NaLVMA is very excited to announce that the new Animal Health and Protection Act and accompanying regulations were proclaimed on Wednesday, May 2, 2012. The new Act and Regulation provides improved measures to act on issues related to animal cruelty in the province.
For more information on the new Animal Health and Protection Act and accompanying regulations, or to view the Act, go to:
www.assembly.gov.nl.ca/legislation/sr/tableregulations/tableofregulations_a09-1.html
Highlights of the Animal Health and Protection Act
- Five existing live animal statutes (The Animal Protection Act, Dog Act, Heritage Animals Act, Livestock Act and Livestock Health Act) were reviewed and consolidated to form a comprehensive Animal Health and Protection Act.

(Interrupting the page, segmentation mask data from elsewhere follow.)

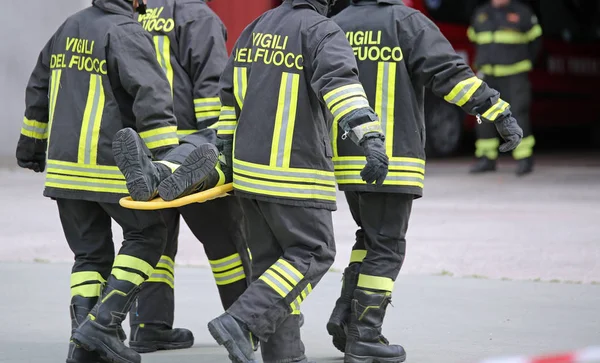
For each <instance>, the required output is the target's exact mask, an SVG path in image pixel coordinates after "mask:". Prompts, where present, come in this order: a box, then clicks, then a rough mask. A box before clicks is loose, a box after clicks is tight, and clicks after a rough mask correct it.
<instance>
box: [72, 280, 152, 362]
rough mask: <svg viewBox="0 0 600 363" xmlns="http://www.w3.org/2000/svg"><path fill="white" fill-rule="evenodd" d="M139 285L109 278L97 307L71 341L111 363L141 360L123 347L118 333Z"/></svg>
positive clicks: (125, 317) (99, 300) (126, 348)
mask: <svg viewBox="0 0 600 363" xmlns="http://www.w3.org/2000/svg"><path fill="white" fill-rule="evenodd" d="M138 292H139V286H136V285H134V284H132V283H131V282H129V281H123V280H117V279H116V278H115V277H114V276H112V275H111V276H110V277H109V278H108V281H107V282H106V286H105V288H104V290H103V291H102V295H101V296H100V299H99V301H98V303H97V304H96V306H94V308H93V309H92V311H91V312H90V314H89V315H88V316H87V318H86V319H85V321H84V322H83V323H82V324H81V325H80V326H79V328H77V329H76V330H75V332H74V333H73V341H74V342H75V343H76V344H78V345H80V346H82V347H83V348H85V349H86V350H88V351H94V352H96V353H98V354H99V355H100V356H101V357H102V358H103V359H104V360H106V361H108V362H112V363H140V362H141V361H142V358H141V357H140V355H139V354H138V353H137V352H136V351H134V350H133V349H131V348H129V347H127V346H125V344H124V343H123V341H122V340H121V337H120V334H119V330H120V329H121V323H122V322H123V320H124V319H125V318H126V317H127V313H128V312H129V310H130V309H131V304H132V303H133V301H134V300H135V298H136V296H137V294H138Z"/></svg>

- The new act provides for stiffer penalties for those individuals convicted under the act, including fines up to $50,000 and imprisonment of up to six months, or both, and a lifetime ban on animal ownership if sufficient to warrant it.
- Under the new act, corporations such as farms and pet stores can be banned from owning animals if convicted of animal abuse.
- National codes of practice will be used to define what is a normal and accepted practice for standard care of animals for agricultural and companion animals.
- The regulations developed to accompany the act further define what is and isn’t acceptable for tethering, such as the amount of time an animal can be tethered. The use of choke collars or choke chains, as well as the use of ropes or cords around an animal’s neck, if the animal is attached to a fixed object, is restricted under the act.
- Dogs must be safely tethered or penned at all times unless on a leash held by a person capable of restraining its movements, being used for lawful hunting or herding sheep, or other purposes that may be defined by regulation. A dog may be kept in a yard if it is safely fenced with no ability to escape.
- Surgical operations for the purpose of modifying the appearance of a pet or animal (docking of tails and the cropping of ears) shall be prohibited unless permitted in a code of practice, for example tail docking in lambs.
- The new act contains a general statement to legally protect animals from distress. Distress is defined as “the state of being in need of proper care, water, food or shelter, being sick, injured, abused or in pain or of suffering undue or unnecessary hardship, privation or neglect.”The previous definition did not include references to water or abuse.
- Animal owners must provide adequate care, food, water and shelter for their animal. If an inspector has reasonable grounds to believe an animal is in distress, the inspector must try to find the owner and obtain the owner’s cooperation to relieve the animal from distress. If the owner is not found or if the owner is unable or unwilling to relieve the animal of its distress, an inspector can seize the animal. Charges can be laid in such cases, where warranted.
- The act specifies that animals cannot be maintained or used for fighting purposes; animals cannot be transported in the back of an open vehicle unless securely attached; animals can not be confined in an enclosed space without adequate ventilation (for example, a vehicle with the windows closed for an extended period of time), and animals cannot be transported in the trunk of a vehicle.
- Veterinarians will now be required to report suspected cases of abuse to the Chief Veterinary Officer and be legally protected from recourse for doing so, unless the information was provided falsely or maliciously.
- Under the new act antibiotics for animals can now only be sold by veterinary prescription, and there are specific animal diseases that must be reported to the Chief Veterinary Officer.